There are times where I want to cope over not having some of my favorite sources of background noise. Maybe it's all some cunning scheme to make Jer seethe, the perfect timing for whatever reason. Maybe they want to let their paypigs recharge their wallets until Friday. Maybe there's some secret deal in the works with rumble or evil eddie or H3 or some shit and all will be revealed on Friday!

Deep down I know the truth is that PPP is just sitting in a lazy boy eating box after box of timbits while Andy pokes him with a stick.
 
Holy shit the clips of Jer at the ren fair are absolutely insane, unironically. He's wandering around drunk filming every ass and boob he can see, including kids, and loudly commenting on their appearance while they are within earshot and saying all manner of degenerate things. Like how did the people there tolerate him, surely they could hear him lustfully slurring about wenches and drinking jaeger from the bartenders pussy??!! He is a vile pervert and lecher of the highest order and deserves to be gelded, verily. I'm tempted to submit the clips to the ren fair myself to get him banned as he is legitimately a danger to the women and girls there.
 
yeah that was so fucking funny

well in the second part it seems that he does exactly that.
Given that even when completely drunk, he's able to do these weird fae legal loophole runs with his wording. I'm just going to assume he wants to touch kids at this point.

I mean he's repeatedly defended child diddlers, and he's friends with a member from asex trafficking cult. Plus he wants to clearly turn his wannabe beanie compound into a place where you can get abused women from Ukraine.

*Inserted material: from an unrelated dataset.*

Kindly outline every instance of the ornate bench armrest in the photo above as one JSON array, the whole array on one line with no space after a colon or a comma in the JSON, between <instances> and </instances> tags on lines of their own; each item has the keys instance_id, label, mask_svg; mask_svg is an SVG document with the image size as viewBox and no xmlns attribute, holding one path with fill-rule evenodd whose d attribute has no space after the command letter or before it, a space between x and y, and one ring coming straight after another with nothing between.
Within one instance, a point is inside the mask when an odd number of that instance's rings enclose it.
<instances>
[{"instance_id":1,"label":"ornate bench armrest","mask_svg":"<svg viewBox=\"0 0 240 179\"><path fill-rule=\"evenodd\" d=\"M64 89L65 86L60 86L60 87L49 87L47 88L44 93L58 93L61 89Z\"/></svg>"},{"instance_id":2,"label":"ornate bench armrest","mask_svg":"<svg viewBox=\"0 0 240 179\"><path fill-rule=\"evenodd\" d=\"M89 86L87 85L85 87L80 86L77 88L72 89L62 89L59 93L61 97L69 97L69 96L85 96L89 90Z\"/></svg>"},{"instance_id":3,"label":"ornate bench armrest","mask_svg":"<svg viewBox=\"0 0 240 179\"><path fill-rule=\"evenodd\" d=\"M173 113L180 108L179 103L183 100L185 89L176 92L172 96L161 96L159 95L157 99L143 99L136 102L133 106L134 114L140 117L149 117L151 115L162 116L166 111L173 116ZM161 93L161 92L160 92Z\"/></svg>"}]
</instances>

If it looks like a nonce, defends pedophiles, makes jokes about children like a child rapist, and then does this while drunk, which remember he openly admits that's the honest words of a sober man, and I'm just going to assume he would totally do it if it wasn't illegal.
 
Deep down I know the truth is that PPP is just sitting in a lazy boy eating box after box of timbits while Andy pokes him with a stick.
No, it's the consequences of them getting way too many donos at once. They're basically going on a hedonistic spending spree just like Jeremy does at the moment and will be back when they realize " oh no, the consequences of my actions" and need another paycheck.

They dropped the ball in the exact same way when idubbz got on them. And do this repeatedly every time they get good times.
 
No, it's the consequences of them getting way too many donos at once. They're basically going on a hedonistic spending spree just like Jeremy does at the moment and will be back when they realize " oh no, the consequences of my actions" and need another paycheck.

They dropped the ball in the exact same way when idubbz got on them. And do this repeatedly every time they get good times.
It's good for drama when everyone involved has an addictive personality!
 
There are times where I want to cope over not having some of my favorite sources of background noise. Maybe it's all some cunning scheme to make Jer seethe, the perfect timing for whatever reason. Maybe they want to let their paypigs recharge their wallets until Friday. Maybe there's some secret deal in the works with rumble or evil eddie or H3 or some shit and all will be revealed on Friday!
I'm holding out hope cope that the vacation was a lie, and they're making a Jer movie to rival the Philms from last year. But yeah, the likely answer is that PPP is bankrupting a buffet restaurant as we speak. SUFFAH, VIEWERS!